Welcome to day four of “Making Your Stuff Cool.” To review, we covered the little-known “RADIO technique” on Monday, the Teenage Mutant Ninja Turtles tactic on Tuesday; Wednesday was about making predictions, and today is about details.
We’ve all heard the saying that “the devil is in the details,” but I’m going to tell you that the money is there, too.
Claude Hopkins taught me that. Of course, I never met Claude, because he died forty-three years before I was born. But he lives on in the ads he created for the companies that were clients of the ad agencies he worked at. And yes, ad men and women can definitely become Thought Leaders. It’s their business to lead the public.
Let’s talk about one of his ads and see if we can steal the tactic he employed.
If you never saw the very first episode of “Mad Men,” you should probably do that. In the show, a Madison Avenue ad agency Creative Director named Don Draper is trying to come up with a “hook” for an advertising campaign for Lucky Strike cigarettes.
At the last minute, he has a stroke of genius. He says to advertise this phrase: “It’s Toasted.”
Of course, all tobacco companies toast their leaves as a standard part of their production process, but Don made the point that nobody talks about it. By giving consumers something to think about (besides the fact that cigarettes will kill you), their company gets to sidestep that issue and set themselves apart.
It’s genius.
And it was pulled from real life. That “Mad Men” episode was based on the campaign that Claude Hopkins came up with in 1917 for Lucky Strike. It was a very successful campaign.

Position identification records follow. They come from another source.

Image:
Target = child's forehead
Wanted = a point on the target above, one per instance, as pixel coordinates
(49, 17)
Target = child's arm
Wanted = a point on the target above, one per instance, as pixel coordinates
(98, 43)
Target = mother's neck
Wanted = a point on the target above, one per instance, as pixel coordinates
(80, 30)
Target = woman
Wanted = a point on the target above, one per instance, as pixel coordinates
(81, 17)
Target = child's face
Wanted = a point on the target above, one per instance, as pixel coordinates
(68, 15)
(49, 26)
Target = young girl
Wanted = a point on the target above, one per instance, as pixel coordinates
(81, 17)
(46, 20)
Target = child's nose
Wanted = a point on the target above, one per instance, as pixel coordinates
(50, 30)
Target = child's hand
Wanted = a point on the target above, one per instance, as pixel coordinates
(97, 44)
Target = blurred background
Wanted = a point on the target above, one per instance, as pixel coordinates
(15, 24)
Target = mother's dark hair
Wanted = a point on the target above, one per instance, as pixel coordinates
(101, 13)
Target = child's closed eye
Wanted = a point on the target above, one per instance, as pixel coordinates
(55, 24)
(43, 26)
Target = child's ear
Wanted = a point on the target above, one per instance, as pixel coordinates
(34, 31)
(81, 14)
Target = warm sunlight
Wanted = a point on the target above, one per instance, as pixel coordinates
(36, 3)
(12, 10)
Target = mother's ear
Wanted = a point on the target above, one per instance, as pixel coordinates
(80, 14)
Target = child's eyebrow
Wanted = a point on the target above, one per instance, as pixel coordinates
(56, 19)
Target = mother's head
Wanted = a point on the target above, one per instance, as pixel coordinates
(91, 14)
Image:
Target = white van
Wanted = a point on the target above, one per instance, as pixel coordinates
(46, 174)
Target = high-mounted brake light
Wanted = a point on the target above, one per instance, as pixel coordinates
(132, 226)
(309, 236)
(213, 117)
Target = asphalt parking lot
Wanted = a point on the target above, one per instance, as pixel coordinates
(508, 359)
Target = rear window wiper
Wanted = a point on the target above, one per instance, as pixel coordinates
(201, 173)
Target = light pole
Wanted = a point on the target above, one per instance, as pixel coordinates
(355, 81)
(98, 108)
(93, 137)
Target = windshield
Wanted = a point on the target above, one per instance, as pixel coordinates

So that’s a great story, but what can you and I do with it?
Let’s look at the technique itself: Claude learned as much as he could about the product (just as a Thought Leader should) and then took a single, little-known detail that he could talk about in a fresh, new way.
The tactic was so successful, Claude also used it for Schlitz beer, Quaker Oats, and other companies.
If you put a little thought into it, you could use this tactic as a way to draw interest to your thought leadership content and products as well.